Indications for: GENVOYA
As a complete regimen for HIV-1 infection in patients weighing ≥25kg who are antiretroviral treatment-naïve or to replace current antiretroviral (ARV) regimen in those who are virologically-suppressed (HIV-1 RNA <50 copies/mL) on a stable ARV regimen for ≥6 months with no history of treatment failure and no known substitutions associated with resistance to any components of Genvoya.
Adults and Children:
Test for HBV infection prior to initiation. <25kg: not established. ≥25kg and CrCl ≥30mL/min; or adults with CrCl <15mL/min on chronic hemodialysis (give dose after dialysis session): 1 tab once daily with food. Severe hepatic or severe renal impairment (CrCl 15–<30mL/min), or ESRD (CrCl <15mL/min) not on hemodialysis: not recommended.
Concomitant alfuzosin, carbamazepine, phenobarbital, phenytoin, rifampin, lurasidone, pimozide, ergots, cisapride, St. John’s wort, lomitapide, lovastatin, simvastatin, sildenafil (as Revatio for PAH), triazolam, oral midazolam.
Post-treatment acute exacerbation of hepatitis B.
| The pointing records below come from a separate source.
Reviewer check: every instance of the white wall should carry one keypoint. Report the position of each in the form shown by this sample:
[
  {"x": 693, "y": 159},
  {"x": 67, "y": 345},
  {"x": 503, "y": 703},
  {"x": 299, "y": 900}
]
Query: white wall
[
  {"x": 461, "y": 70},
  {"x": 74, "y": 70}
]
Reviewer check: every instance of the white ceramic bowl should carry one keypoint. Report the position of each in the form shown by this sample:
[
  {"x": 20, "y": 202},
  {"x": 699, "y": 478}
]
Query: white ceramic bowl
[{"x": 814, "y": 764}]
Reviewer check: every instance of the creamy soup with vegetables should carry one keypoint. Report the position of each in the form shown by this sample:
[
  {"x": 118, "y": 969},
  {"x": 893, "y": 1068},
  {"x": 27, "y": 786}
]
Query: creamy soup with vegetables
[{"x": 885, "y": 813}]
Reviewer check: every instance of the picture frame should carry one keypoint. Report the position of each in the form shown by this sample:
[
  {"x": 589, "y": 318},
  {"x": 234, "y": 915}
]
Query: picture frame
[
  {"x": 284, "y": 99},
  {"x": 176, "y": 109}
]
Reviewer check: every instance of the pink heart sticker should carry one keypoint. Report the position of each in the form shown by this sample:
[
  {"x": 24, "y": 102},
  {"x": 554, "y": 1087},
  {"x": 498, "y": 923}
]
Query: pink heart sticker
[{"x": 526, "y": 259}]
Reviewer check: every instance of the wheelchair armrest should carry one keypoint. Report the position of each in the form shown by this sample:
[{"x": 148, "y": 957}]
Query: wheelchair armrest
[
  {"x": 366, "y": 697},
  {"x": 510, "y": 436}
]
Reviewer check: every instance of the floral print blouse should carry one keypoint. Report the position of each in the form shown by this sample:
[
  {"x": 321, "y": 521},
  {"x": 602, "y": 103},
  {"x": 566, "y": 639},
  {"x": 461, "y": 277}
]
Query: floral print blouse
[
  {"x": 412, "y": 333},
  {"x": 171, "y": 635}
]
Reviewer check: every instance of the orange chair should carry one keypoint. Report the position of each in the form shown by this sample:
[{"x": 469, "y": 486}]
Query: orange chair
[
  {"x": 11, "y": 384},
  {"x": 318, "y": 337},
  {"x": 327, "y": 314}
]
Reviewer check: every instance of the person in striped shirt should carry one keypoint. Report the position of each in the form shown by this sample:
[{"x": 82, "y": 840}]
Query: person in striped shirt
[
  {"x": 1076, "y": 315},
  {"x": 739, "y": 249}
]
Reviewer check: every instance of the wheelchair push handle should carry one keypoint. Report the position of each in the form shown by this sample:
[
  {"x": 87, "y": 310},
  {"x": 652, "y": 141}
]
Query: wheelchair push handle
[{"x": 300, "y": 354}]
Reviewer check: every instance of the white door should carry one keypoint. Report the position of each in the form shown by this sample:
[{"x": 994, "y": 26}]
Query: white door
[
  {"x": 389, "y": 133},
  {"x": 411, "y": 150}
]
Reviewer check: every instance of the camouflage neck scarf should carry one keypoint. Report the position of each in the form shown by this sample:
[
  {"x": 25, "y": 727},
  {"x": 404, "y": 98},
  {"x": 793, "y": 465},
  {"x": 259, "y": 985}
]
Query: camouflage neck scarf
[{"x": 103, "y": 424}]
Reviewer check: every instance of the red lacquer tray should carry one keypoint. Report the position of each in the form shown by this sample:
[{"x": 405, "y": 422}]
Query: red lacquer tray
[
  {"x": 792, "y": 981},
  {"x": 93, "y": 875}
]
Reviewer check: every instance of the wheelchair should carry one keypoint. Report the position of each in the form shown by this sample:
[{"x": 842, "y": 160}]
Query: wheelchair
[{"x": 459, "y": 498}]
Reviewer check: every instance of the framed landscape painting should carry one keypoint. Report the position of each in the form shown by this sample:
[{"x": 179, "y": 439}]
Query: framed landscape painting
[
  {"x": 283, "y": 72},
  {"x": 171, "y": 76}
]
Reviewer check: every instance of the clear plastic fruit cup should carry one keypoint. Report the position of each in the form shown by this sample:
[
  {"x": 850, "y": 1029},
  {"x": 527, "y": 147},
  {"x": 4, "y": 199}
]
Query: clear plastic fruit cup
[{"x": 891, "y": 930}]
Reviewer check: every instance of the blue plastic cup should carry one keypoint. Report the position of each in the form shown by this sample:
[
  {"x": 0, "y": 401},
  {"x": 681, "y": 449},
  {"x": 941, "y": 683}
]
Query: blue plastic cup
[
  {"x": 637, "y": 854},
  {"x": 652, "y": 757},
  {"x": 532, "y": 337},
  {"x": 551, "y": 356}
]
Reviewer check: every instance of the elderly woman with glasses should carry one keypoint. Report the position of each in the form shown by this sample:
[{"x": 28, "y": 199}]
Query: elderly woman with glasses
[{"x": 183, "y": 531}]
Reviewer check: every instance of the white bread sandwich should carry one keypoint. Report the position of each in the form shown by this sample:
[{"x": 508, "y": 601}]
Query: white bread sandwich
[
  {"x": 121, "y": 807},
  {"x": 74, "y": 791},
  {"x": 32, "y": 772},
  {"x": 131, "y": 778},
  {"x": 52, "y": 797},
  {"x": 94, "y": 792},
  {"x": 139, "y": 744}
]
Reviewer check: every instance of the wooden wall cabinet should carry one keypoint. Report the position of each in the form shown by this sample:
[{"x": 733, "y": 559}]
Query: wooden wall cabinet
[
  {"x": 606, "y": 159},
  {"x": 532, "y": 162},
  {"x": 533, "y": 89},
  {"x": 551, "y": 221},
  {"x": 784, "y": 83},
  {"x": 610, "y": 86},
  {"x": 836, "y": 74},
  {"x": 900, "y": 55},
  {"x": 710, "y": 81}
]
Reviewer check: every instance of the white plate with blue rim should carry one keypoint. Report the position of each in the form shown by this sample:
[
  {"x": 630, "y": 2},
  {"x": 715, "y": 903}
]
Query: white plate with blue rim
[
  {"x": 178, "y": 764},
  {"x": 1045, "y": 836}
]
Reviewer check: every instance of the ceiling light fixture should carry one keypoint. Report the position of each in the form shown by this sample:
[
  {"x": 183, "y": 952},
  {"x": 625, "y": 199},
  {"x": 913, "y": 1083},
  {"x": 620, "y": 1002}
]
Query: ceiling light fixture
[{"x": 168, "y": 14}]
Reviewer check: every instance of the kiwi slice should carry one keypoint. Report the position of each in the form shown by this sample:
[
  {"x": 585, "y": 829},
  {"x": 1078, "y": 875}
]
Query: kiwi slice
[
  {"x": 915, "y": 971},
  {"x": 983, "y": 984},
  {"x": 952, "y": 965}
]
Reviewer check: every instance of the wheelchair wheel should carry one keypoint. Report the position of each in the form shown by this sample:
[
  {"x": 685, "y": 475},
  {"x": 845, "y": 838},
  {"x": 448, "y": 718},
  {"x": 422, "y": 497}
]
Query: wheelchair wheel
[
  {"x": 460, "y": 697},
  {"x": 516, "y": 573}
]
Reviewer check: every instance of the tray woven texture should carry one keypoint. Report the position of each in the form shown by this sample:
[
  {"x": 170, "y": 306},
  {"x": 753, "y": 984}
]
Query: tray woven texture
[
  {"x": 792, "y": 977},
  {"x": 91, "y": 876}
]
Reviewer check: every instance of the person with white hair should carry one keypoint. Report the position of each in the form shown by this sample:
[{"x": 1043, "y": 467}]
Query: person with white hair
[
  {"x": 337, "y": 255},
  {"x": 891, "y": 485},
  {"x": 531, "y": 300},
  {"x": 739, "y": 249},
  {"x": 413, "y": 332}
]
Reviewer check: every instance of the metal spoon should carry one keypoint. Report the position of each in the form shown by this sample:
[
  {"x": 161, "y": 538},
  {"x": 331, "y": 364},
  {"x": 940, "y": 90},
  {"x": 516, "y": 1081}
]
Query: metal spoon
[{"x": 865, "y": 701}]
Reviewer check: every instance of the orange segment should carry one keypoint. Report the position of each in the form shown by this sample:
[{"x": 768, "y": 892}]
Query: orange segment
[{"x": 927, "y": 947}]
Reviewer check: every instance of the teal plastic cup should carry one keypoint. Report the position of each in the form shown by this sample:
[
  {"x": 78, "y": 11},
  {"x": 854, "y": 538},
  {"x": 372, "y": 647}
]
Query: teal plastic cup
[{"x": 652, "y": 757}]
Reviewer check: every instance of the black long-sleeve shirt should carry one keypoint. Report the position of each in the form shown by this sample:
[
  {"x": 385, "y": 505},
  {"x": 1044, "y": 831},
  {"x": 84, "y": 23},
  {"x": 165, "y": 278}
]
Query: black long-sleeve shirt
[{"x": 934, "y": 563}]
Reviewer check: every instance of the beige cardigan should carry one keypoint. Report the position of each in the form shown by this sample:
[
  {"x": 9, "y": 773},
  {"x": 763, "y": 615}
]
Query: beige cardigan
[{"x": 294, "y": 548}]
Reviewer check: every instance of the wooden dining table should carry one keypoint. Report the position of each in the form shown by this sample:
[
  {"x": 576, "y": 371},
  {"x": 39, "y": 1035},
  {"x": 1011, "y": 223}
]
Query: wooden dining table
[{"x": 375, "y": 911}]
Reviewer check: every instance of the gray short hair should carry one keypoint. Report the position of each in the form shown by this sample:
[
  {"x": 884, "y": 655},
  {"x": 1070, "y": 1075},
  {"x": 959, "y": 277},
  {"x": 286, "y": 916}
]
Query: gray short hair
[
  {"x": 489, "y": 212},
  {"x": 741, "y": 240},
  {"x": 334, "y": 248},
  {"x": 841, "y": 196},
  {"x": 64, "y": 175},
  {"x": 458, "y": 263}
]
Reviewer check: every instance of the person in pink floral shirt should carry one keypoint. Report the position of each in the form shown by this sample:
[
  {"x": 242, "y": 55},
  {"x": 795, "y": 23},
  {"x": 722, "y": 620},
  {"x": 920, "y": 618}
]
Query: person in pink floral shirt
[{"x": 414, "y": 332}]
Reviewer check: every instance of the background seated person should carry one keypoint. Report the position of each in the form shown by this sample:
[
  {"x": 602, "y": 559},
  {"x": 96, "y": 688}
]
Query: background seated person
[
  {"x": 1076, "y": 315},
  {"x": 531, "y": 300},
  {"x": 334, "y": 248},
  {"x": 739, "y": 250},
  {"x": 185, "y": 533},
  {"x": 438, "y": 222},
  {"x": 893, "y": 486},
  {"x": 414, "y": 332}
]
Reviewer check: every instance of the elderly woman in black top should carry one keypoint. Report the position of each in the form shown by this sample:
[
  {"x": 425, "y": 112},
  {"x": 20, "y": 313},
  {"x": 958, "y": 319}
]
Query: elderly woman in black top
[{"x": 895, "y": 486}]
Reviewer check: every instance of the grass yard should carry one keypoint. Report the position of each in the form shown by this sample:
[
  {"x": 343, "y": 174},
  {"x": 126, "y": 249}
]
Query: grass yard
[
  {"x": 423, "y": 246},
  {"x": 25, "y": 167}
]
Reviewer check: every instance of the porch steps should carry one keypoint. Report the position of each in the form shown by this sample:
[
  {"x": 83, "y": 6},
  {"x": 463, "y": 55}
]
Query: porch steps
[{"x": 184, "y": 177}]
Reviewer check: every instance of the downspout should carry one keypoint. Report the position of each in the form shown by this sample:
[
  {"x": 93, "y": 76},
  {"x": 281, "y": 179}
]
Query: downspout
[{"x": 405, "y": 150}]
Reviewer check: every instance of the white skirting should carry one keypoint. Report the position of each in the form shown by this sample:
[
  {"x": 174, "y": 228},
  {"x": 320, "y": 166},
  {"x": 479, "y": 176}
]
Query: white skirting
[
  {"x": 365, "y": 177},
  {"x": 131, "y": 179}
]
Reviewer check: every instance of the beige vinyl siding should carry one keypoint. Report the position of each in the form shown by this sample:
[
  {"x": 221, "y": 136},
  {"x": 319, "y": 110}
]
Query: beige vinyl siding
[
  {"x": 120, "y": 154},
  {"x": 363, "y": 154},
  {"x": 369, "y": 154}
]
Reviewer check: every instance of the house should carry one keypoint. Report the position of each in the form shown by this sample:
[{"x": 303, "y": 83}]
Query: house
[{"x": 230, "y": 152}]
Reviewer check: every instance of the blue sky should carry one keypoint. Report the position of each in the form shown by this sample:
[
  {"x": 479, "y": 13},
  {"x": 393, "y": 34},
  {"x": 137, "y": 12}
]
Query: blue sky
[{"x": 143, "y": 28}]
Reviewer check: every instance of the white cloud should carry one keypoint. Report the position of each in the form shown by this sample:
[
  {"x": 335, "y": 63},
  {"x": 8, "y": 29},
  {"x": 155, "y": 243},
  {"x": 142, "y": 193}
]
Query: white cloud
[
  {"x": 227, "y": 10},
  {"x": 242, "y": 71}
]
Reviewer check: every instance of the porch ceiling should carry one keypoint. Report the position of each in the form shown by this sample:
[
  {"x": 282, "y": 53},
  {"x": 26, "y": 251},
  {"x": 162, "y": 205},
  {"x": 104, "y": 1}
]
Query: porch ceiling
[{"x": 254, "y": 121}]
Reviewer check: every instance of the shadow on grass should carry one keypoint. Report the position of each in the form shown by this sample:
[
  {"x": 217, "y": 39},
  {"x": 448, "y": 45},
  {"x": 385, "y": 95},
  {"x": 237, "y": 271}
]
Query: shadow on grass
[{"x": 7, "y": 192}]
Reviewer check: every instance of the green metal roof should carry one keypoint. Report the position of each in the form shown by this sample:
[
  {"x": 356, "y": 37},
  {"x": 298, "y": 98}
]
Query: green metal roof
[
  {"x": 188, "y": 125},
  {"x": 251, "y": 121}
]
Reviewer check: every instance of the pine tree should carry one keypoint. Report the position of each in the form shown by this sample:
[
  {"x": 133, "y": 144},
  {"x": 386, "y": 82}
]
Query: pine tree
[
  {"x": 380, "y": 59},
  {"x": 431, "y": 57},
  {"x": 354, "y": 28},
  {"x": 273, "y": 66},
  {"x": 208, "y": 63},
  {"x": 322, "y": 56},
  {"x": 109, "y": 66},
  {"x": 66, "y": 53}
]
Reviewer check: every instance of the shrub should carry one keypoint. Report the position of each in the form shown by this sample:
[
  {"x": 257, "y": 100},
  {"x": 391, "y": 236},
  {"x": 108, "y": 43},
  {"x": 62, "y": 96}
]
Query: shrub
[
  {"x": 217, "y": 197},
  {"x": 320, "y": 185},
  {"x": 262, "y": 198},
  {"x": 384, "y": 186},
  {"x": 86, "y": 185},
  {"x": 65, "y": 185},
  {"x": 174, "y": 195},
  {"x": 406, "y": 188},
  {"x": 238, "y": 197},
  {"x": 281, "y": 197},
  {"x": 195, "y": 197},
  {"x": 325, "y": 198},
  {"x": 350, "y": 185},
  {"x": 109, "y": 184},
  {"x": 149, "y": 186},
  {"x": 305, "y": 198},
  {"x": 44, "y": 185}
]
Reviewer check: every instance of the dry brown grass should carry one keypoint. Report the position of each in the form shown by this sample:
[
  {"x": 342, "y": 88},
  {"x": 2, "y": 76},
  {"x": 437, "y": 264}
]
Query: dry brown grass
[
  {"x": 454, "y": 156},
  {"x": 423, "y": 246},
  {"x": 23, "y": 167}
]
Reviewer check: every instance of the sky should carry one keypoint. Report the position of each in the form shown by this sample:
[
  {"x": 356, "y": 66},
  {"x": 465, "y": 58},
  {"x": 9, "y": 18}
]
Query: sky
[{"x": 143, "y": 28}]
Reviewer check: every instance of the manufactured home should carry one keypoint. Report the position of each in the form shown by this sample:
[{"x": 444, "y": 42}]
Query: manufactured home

Test for HBV before starting antiretroviral therapy. Discontinuation of emtricitabine and/or tenofovir DF may be associated with severe acute exacerbations of hepatitis B. Closely monitor patients co-infected with HBV and HIV for several months after stopping treatment; if appropriate, anti-HBV therapy may be warranted (esp. in those with advanced liver disease or cirrhosis). Assess SCr (monitor closely if >0.4mg/dL), estimated CrCl, urine glucose, urine protein in all patients, and serum phosphorus (in chronic kidney disease) before initiating and during therapy. Discontinue if significant renal dysfunction or evidence of Fanconi syndrome develops. Suspend therapy if lactic acidosis or hepatotoxicity (eg, hepatomegaly, steatosis) occurs. Pregnancy (esp. during 2nd & 3rd trimesters), nursing mothers: not recommended.
HIV-1 integrase strand transfer inhibitor (INSTI) + pharmacokinetic enhancer + nucleos(t)ide analogue reverse transcriptase inhibitors.
See Contraindications. Avoid with concurrent or recent use of nephrotoxic agents. Not recommended with other antiretroviral agents, rifabutin, rifapentine, rivaroxaban, ticagrelor, or clopidogrel. Concomitant drugs that reduce renal function or compete for active tubular secretion may potentiate emtricitabine, tenofovir (eg, acyclovir, cidofovir, ganciclovir, valacyclovir, valganciclovir, aminoglycosides, high-dose or multiple NSAIDs). Separate dosing of drugs, antacids, or oral supplements containing polyvalent cations by at least 2hrs. May potentiate antiarrhythmics, digoxin, clarithromycin (reduce dose by 50% if CrCl 50–60mL/min), telithromycin, IV midazolam, diazepam, ethosuximide, SSRIs, TCAs, ketoconazole (max 200mg/day), itraconazole (max 200mg/day), voriconazole, beta-blockers, calcium channel blockers, atorvastatin (max 20mg/day), trazodone, immunosuppressants (monitor), PDE5 inhibitors (see full labeling for dose adjustments), other sedatives/hypnotics or antipsychotics, quetiapine (consider alternative antiretrovirals; if necessary, reduce quetiapine to ⅙ of current dose and monitor), direct oral anticoagulants (see full labeling), tramadol (reduce dose). Monitor INR with warfarin. Antagonized by oxcarbazepine, corticosteroids (eg, oral dexamethasone, betamethasone, budesonide, fluticasone); consider alternatives. Concomitant colchicine (see full labeling); not recommended in renal or hepatic impairment. Concomitant buprenorphine/naloxone, fentanyl; monitor. Discontinue bosentan ≥36 hours prior to initiation of Genvoya; resume bosentan after ≥10 days following initiation. Concomitant salmeterol: not recommended; increased risk of cardiovascular events. Consider additional or alternative non-hormonal methods of contraception (see full labeling).
Nausea, diarrhea, headache, fatigue; new onset or worsening renal impairment, immune reconstitution syndrome.